Op het moment van de vorming van de CRI/A ( 14 mei 1940) wordt onmiddellijk besloten de reeds operationele onderdelen in België tegen de vijand in te zetten en daarnaast een nieuw regiment samen te stellen uit de opleidingsbatterijen van alle regimenten uitgezonderd 31A en hen -ontdaan van alle geschut en materiaal (behalve een aantal geweren en kogels (30 en 3.000 per batterij) en het didactisch materiaal)- per trein naar Zuid-Frankrijk (Aude) te sturen om er hun opleiding verder te zetten met het oog op een latere terugkeer als versterkingen. Dit nieuwe regiment zou de facto pas gevormd worden na aankomst van de verschillende onderdelen te Limoux. Het werd onder het bevel geplaatst van luitenant kolonel De Bueger, de commandant van 3 D.T.C.A. De treinen richting Frankrijk vertrokken vanuit Beernem vanaf 15 mei 1940. (Jamart p 100)

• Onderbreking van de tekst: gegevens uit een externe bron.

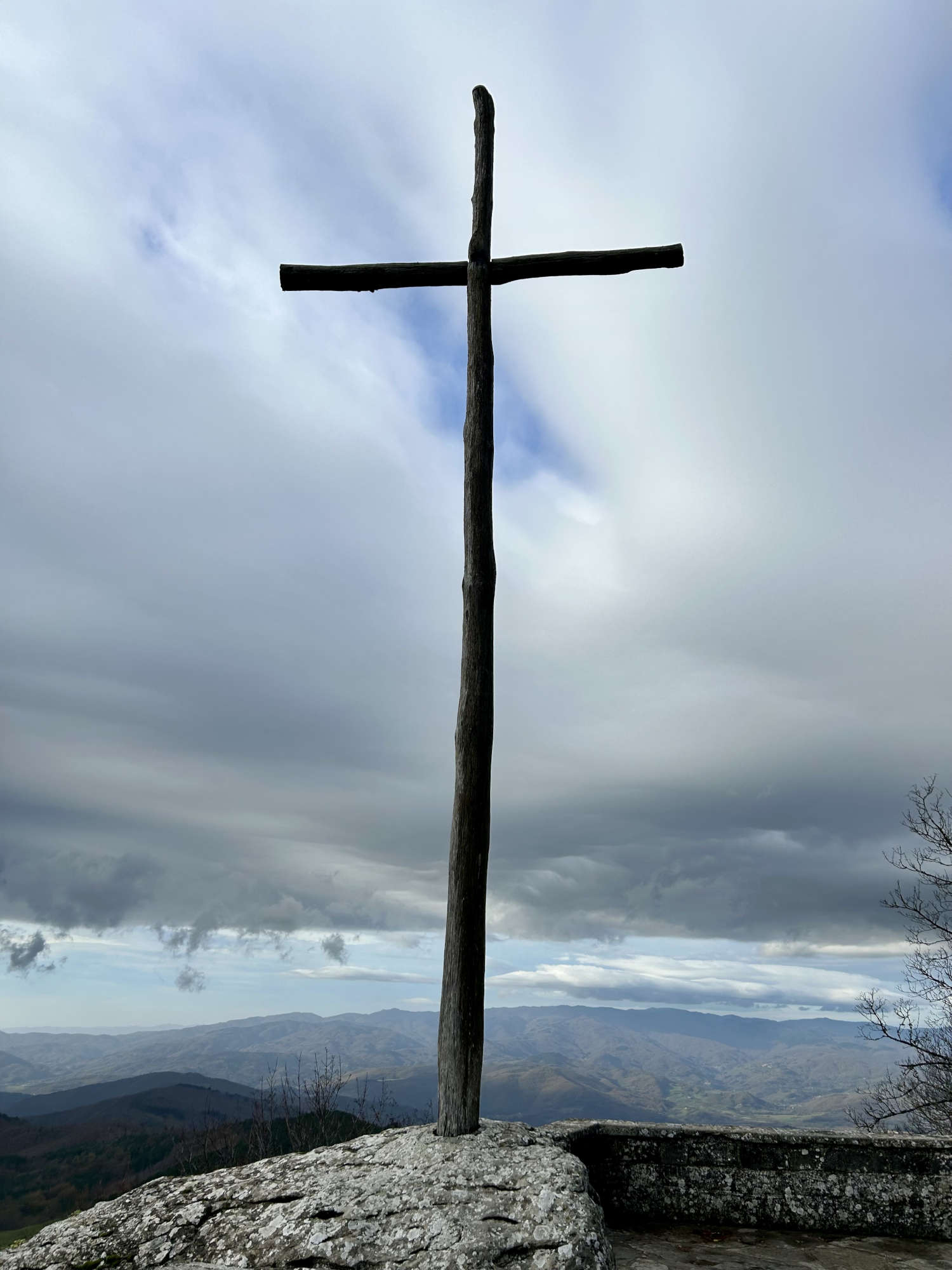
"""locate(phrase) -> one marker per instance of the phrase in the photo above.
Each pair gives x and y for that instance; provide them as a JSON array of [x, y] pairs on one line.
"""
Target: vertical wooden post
[[460, 1047]]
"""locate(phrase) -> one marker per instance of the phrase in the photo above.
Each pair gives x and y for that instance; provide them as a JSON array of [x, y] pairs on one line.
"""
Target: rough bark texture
[[399, 1201], [460, 1046], [454, 274]]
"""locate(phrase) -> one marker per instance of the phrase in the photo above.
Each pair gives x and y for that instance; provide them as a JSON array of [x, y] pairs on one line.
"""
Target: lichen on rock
[[508, 1197]]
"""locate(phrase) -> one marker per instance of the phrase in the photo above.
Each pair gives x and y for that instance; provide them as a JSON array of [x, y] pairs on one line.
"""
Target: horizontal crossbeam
[[508, 269]]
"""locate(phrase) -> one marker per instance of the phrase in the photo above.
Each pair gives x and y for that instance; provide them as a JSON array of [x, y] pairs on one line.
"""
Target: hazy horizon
[[232, 519]]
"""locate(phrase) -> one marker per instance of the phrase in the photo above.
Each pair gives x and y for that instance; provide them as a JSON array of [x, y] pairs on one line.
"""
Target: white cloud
[[232, 519]]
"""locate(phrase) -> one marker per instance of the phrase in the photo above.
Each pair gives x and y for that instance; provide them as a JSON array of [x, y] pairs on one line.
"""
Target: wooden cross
[[460, 1045]]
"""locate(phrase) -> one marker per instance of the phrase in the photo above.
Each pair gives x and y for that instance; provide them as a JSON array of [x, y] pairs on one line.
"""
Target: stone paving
[[678, 1248]]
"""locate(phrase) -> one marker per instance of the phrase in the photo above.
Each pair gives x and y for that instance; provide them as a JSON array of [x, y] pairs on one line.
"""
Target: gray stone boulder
[[507, 1198]]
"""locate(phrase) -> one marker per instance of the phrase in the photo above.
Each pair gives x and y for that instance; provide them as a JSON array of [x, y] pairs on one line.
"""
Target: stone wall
[[841, 1183]]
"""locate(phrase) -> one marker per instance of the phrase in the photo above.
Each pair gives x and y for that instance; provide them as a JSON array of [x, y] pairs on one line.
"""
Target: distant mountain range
[[541, 1064]]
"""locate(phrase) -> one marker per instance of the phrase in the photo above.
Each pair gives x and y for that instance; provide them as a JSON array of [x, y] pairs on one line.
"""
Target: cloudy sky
[[232, 519]]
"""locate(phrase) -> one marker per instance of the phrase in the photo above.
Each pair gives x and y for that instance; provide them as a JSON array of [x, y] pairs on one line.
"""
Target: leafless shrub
[[918, 1095]]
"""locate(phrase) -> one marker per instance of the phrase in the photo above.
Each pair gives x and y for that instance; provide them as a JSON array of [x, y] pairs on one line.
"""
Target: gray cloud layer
[[230, 529]]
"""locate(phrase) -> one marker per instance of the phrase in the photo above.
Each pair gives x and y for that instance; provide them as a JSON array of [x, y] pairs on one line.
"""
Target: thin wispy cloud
[[232, 520]]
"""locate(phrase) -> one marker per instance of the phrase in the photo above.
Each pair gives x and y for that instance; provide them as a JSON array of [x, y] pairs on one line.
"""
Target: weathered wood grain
[[460, 1043]]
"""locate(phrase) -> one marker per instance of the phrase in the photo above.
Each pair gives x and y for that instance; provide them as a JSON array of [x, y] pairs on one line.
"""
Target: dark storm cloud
[[230, 519], [25, 956]]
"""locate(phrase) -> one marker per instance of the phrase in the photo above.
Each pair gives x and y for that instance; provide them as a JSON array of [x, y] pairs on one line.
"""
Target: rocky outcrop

Michel zat als oorspronkelijke rekruut van het 1ste artillerie regiment in de 3de batterij van  GRA/1 DI. De commandant van zijn batterij was reserve luitenant De Porre (Gentenaar geloof ik en nog op bezoek geweest in Hemelveerdegem tijdens de oorlog) en waarschijnlijk (hoewel een verslag van De Porre ontbreekt in de archieven van 32A!) is het onder zijn bevel dat de reis van Beernem naar Limoux werd ondernomen (na eerst vanuit Brugge naar Oedelem te zijn gegaan). Van 32A ging in totaal een detachement van ongeveer 2.000 man met twee treinen naar Limoux: het eerste konvooi (2 CA -13A en vermoedelijk 2 DI – 2A)vertrok op 15 mei 1940 uit Beernem onder het bevel van luitenant Dubois (reserve luitenant en commandant van de 2de batterij  van 2 CA)en van Albert Hanet (reserve luitenant en commandant van de 3de batterij  van 2 DI) kwam na een oponthoud te Argeles aan te Limoux op 24 mei 1940. Het tweede konvooi (1 DI – 1A) onder leiding van Arthur Freedman (reserve luitenant en commandant van de 1ste batterij  van 1 DI) vertrok op 16 mei 1940 (Bury zegt 17 mei--> verwarring avond-morgen?)  om 3u30 's morgens en kwam eveneens te Limoux aan op 24 mei 1940 om 5u. (Bron: rapport  Arthur Freedman – volgens hem werd een verslag van de “bewogen” en “avontuurlijke” reis overgemaakt aan luitenant kolonel De Bueger / rapport onderluitenant Dombrecht sectiechef 2de batterij 2 CA). Arthur Freedman  zorgt er naar eigen zeggen voor dat zijn mensen gekantonneerd worden in een straal van 10km en dat er in ravitaillering voorzien wordt.  Michel blijkt met zijn batterij gekantonneerd te zijn in Cepie vlak bij Limoux.

 

In Limoux stelt men vast dat de commandant van 32A, luitenant kolonel Scohy, niet ter plaatse raakt en wordt kapitein commandant Willy Tollenaere als korpschef aangesteld.

 

De toestand is vrij benard en vooral de ravitaillering van de troepen is een heel probleem.

 

Vanuit Limoux worden op 7 juni een aantal (800? 4 compagnies van 200 man) soldaten en officieren uitgestuurd als werkbataillon naar het front in het Noorden (Troyes – St Just Sauvage) onder bevel van kapitein commandant Roze (14de Artillerie). Met de trein reizen zij via Meaux, Vitry-le-François en Romillies naar Troyes (Aube) waar zij aankomen op 11 juni. De compagnie wordt gelegerd te Ville-Chétif (vlak bij Troyes) en ingedeeld bij het IVe Franse leger. Op 12 juni 's avonds krijgen zij het bevel in kleine groepjes te vluchten richting Avallons en daar te verzamelen. De eenheid van reserve Luitenant De Porre, waarvan Michel deel uitmaakte, wordt bij deze vlucht gesignaleerd (verslag Cools)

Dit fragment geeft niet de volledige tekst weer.